Chapter Four #2
The madam led them down a dim hallway and rapped on the door at the end. “Patrice, you’ve got special visitors.”
A long-lashed man, clothed in a half-buttoned shirt and form-fitting trousers, answered the door. His eyes traversed the length of Ian’s body, and then widened when he took in Diana, standing behind him.
Ian had known for years that Jared had shared his bed with men and women alike. Both he and his brother had gone to great lengths to keep it secret, to protect the reputation of the family, and Holt even threatening the wretch was distasteful.
“I swear I know nothing,” Patrice whispered. “If I did, I’d tell you.”
“Give me a name.” Ian kept his voice low. “And then I won’t have to worry it was you.”
“If I could, I would! Jared was half out of his head the moment he walked in the door. And even if he hadn’t been, we don’t do a lot of talking here!”
“Of course you don’t.” Diana popped up between them. She extended her hand to offer Patrice a shilling, which he nabbed quickly.
“If you remember anything else, Patrice, you’ll contact Mr. Holt, won’t you?”
An amorous moan sounded from the next room, and a fever broke out across Ian’s forehead. His control was in grievous jeopardy of fraying if they stayed one moment longer. He wrapped his fingers around Diana’s elbow and urged her down the hallway, into the parlor, where the madam waited for them.
Before he could herd her downstairs, the proprietress placed a hand on Diana’s arm.

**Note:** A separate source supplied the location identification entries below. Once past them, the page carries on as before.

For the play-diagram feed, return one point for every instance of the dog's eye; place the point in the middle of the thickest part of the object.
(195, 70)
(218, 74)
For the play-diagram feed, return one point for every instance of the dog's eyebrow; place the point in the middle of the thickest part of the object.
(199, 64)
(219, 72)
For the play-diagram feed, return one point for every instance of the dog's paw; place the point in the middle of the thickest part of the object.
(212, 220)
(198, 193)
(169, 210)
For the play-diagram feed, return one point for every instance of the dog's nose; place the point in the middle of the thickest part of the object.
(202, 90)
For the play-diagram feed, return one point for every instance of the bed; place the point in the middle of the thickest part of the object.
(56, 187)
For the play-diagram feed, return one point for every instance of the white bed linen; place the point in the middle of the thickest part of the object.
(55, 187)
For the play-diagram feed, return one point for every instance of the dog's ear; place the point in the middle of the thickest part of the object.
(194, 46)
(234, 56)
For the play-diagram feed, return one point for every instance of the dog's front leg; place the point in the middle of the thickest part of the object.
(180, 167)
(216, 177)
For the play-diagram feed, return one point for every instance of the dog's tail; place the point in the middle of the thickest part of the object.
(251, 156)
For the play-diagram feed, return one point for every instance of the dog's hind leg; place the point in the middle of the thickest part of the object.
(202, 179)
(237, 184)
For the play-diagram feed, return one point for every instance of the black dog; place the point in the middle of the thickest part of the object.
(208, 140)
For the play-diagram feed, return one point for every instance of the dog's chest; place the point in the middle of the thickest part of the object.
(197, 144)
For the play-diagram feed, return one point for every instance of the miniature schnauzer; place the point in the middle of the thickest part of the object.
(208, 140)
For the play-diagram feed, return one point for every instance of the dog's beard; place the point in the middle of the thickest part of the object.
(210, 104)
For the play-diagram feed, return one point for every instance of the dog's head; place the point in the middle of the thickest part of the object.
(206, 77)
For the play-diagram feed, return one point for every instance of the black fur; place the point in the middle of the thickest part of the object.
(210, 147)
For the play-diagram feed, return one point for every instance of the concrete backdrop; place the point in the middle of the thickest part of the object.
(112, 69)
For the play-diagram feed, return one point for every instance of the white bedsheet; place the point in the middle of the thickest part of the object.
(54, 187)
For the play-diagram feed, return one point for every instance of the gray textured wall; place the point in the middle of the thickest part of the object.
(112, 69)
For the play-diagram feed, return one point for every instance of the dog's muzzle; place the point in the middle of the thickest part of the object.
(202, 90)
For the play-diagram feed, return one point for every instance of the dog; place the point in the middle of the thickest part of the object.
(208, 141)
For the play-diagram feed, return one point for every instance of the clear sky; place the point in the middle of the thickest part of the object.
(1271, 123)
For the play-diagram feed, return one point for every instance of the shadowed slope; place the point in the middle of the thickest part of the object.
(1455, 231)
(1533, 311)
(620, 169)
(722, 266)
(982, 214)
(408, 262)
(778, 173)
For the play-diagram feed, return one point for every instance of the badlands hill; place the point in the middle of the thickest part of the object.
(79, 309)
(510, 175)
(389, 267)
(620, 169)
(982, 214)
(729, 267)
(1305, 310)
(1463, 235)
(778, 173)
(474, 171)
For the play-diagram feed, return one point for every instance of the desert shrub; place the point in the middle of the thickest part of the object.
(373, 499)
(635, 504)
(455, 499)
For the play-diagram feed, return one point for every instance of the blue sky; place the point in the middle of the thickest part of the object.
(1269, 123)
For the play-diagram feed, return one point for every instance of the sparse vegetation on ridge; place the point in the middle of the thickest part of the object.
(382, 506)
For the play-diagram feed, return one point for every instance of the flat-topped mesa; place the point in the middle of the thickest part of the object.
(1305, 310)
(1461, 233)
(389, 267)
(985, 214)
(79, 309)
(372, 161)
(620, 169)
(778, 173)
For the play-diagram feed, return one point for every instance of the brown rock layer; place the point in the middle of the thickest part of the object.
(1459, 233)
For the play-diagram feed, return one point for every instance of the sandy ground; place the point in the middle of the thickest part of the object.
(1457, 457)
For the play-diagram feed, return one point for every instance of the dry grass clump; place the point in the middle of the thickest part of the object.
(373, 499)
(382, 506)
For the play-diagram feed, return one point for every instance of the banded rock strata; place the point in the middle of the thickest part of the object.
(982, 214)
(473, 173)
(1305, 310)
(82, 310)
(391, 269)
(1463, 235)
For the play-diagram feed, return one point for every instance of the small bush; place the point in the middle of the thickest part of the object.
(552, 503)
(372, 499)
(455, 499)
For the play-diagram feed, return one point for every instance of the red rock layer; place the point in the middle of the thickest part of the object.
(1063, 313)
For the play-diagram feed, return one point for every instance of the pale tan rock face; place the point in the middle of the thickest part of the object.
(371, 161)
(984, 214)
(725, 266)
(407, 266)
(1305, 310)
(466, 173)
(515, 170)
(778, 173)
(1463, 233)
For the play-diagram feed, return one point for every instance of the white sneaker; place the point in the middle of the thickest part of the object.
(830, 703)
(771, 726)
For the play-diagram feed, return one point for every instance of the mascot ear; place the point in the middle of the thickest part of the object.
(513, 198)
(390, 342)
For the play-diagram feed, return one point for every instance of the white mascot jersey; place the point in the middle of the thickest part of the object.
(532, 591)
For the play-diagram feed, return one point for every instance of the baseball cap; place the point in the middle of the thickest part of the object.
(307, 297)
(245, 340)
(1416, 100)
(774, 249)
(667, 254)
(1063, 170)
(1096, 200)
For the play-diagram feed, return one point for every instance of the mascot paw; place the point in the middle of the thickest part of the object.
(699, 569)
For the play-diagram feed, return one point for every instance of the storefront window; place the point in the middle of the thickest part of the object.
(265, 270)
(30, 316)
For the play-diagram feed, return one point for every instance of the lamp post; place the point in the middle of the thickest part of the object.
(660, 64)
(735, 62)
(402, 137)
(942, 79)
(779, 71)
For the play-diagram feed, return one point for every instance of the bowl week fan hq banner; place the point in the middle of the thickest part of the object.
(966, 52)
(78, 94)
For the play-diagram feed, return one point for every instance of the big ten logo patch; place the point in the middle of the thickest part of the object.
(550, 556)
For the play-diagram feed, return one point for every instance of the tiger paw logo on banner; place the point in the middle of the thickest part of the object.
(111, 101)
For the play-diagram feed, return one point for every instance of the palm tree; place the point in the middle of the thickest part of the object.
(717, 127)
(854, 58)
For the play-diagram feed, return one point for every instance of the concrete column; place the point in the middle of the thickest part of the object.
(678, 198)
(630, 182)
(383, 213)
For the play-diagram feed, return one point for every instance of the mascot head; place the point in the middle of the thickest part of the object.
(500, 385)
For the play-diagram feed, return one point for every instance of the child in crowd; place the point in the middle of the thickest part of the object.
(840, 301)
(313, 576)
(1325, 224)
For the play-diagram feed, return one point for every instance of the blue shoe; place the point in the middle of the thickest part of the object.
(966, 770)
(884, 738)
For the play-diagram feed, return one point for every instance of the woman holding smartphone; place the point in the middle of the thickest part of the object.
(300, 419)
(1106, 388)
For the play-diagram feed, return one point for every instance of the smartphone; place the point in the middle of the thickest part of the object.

“Hold one minute, pet,” she drawled.
“We’re pressed for time,” Ian clipped.
“Indeed, you’re a busy man.” The madam leaned a protective arm around Diana. “Don’t let us keep you wiv our talk of female matters.”
The woman must have thought him deranged if she expected he would let Diana out of his sight in a bordello bordering St. Giles.
When he didn’t retreat, Diana murmured, “Go on. You can watch me from the doorway. I’ll be along in two shakes.”
The situation was too contrived not to be suspect.
He stomped his protest down the steps, walking sideways to keep Diana in view.
And the thousands of pounds in gems she wore cradled at her throat.
Her tête-à-tête with the madam was thankfully brief, and Ian found himself able to breathe more easily when they finally darted out into the fading light of the afternoon. The wind gusted and dampness clung to the air as he directed Diana to the carriage. “It’s going to rain. We must leave.”
“Aren’t you going to ask me what she said?”
“You can tell me in the coach.”
“I’m not ready to go,” she said softly.
Her placid dissent infuriated him. He resented her ability to maintain such control, while his emotions were, uncharacteristically, running rampant.
Through gritted teeth, he asked, “Why did the proprietress want to speak with you alone?”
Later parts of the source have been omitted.